Originally, Katya had her sights set on becoming a fashion designer, but she quickly turned to beauty after discovering her passion for it. "When I was 13, it all begun — I had sewn complex theatrical dresses with custom elements and accessories," she tells me. "Around this time, I also started to explore the world of makeup and beauty, by complementing my looks with fake eyelashes and fingernails. I really enjoyed my time trying on wigs and various clothing styles. There were no gender borders — only my role and its expression and look."
As for how she started using unconventional materials from nature, it all stems from her upbringing. Raised in the Russian countryside, she grew up surrounded by plants and lots of animals — an ultimate inspiration for her. Today, the 24-year-old sources natural materials based on how they look. "Materials usually catch my eye in a shop, in my parents' garden, during the walks, or while cooking dinner," she says. "Recently, my family and friends started bringing me very special souvenirs from their travels — plants and all sorts of natural things including stones, sticks, and cones. These are the most valuable gifts to me."
Katya began her creations by looking to fine art references, but now takes much of her creative aesthetic from performances and dance. "I love the history of art and stories of distinct artists," she says. "My inspiration has come from works of Isa Genzken, Pipilotti Rist, Donald Judd, and many others." At the moment, however, her favorite piece of work is Michele Rizzo's "HIGHER xtn," a techno rave dance piece performance. "Beauty and inspiration," she says. "It's all there in this performance. I adore it."

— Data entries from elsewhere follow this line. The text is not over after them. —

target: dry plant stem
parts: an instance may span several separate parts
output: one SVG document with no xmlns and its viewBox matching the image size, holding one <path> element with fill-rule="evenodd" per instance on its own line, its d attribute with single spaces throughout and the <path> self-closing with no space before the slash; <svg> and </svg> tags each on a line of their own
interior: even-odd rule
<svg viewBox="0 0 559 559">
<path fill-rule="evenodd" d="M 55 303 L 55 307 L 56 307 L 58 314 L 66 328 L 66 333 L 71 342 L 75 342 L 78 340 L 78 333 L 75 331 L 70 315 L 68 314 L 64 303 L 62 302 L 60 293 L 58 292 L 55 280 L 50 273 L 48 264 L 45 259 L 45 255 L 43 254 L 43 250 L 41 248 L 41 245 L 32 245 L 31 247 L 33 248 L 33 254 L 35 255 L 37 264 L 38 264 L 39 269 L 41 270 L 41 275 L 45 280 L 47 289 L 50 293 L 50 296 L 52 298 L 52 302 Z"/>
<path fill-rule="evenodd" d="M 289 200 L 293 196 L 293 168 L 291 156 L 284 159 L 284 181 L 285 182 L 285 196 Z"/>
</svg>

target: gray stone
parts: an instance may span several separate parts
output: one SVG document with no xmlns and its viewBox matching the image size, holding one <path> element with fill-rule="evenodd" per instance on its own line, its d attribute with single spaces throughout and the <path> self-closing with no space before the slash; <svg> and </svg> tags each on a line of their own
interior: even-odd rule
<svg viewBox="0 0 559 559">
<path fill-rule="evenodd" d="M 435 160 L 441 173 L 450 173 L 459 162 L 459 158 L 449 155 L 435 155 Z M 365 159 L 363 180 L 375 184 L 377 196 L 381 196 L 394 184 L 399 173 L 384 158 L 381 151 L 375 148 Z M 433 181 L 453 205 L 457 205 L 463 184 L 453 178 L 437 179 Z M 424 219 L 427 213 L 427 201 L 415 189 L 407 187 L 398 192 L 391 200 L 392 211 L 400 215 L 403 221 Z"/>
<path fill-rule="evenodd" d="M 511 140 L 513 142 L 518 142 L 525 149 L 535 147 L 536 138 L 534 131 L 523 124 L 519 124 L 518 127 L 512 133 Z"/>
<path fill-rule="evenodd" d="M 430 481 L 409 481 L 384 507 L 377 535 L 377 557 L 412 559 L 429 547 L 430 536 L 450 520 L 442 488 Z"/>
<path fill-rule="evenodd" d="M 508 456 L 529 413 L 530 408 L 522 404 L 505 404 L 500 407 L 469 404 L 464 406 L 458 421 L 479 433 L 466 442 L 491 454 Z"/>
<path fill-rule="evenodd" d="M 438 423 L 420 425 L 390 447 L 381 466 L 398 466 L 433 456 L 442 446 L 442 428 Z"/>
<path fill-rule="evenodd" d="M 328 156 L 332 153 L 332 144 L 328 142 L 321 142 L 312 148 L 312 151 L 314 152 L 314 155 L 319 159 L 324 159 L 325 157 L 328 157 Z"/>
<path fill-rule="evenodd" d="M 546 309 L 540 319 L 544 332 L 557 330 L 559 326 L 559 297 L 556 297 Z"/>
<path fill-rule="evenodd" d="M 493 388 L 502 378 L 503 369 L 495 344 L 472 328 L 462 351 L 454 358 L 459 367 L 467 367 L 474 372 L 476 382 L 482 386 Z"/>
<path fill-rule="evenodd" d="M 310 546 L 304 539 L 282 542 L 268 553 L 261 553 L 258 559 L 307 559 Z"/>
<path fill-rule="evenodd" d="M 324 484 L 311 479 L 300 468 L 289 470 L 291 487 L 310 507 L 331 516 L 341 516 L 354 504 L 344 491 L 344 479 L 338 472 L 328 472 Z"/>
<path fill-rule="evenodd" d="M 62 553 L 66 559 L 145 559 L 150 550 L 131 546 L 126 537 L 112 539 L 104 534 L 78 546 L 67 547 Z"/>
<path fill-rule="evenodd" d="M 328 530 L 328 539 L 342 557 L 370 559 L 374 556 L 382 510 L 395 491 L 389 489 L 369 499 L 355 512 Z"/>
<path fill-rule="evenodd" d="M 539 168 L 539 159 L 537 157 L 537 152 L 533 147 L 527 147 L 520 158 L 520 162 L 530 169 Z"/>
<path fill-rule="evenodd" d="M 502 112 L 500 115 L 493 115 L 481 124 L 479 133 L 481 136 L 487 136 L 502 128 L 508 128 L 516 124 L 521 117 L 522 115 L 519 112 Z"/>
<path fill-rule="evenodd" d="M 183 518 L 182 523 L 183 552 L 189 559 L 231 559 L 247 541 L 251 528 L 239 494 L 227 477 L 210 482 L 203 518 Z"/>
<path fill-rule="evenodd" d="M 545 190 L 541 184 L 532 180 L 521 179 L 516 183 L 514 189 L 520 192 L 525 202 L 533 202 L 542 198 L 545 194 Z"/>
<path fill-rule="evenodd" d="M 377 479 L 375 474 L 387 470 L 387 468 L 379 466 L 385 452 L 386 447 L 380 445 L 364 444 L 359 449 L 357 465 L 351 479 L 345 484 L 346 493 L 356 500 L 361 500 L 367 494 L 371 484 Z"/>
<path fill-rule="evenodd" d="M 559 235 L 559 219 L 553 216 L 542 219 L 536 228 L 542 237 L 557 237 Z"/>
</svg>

But going back to the materials Katya has used, she doesn't consider any of them to be too outlandish. As a makeup artist-designer-farmer who grows some of the natural objects from scratch, she sees her process as organic. "Luffa takes a lot of effort to grow," says Katya of her most recent project in progress. "I observed its growth starting with the seed in May, and now it's grown and is ready to be used for my projects. Growing a material can be a very time-consuming, but also a fascinating, process."
Given the unusual nature of some of the materials, there have been some strong reactions to her projects. "The realization that my pieces may provoke feelings and emotions is relatively new to me," says Katya. "I always knew that some of them are controversial by nature, but now I understand they may bring someone joy and inspiration, but also sadness or even fear. The most influential reaction comes from the people who are most dear to me: Two of my friends express disgust or even fear when seeing holes." Katya is referring to pieces which include vegetables and plants full of holes, which she then arranges over her face like a mask. Fear in response to those specific pieces of work isn't uncommon: Trypophobia is known as fear or disgust of closely-packed holes.
To make her work all the more personal, Katya usually uses herself, or those closest to her — like her dad, whose hand she once covered in cacti, creating a surreal sort of glove— to model the looks. "It's very simple — my ideas always come suddenly, and I implement them immediately," she says. "I have myself, and I don't depend on anyone — I do not need to arrange a meeting, assemble a team, and participate in some complex production process."
There's irony in that too, though. Katya usually doesn't wear makeup or adorn her face in everyday life. "Beauty is naturalness," she explains. "Even if it's not natural for a person to use press-on nails, at the if same time, if he or she feels it's organic, then it's beautiful. To me, beauty is not about aesthetics, but about feelings."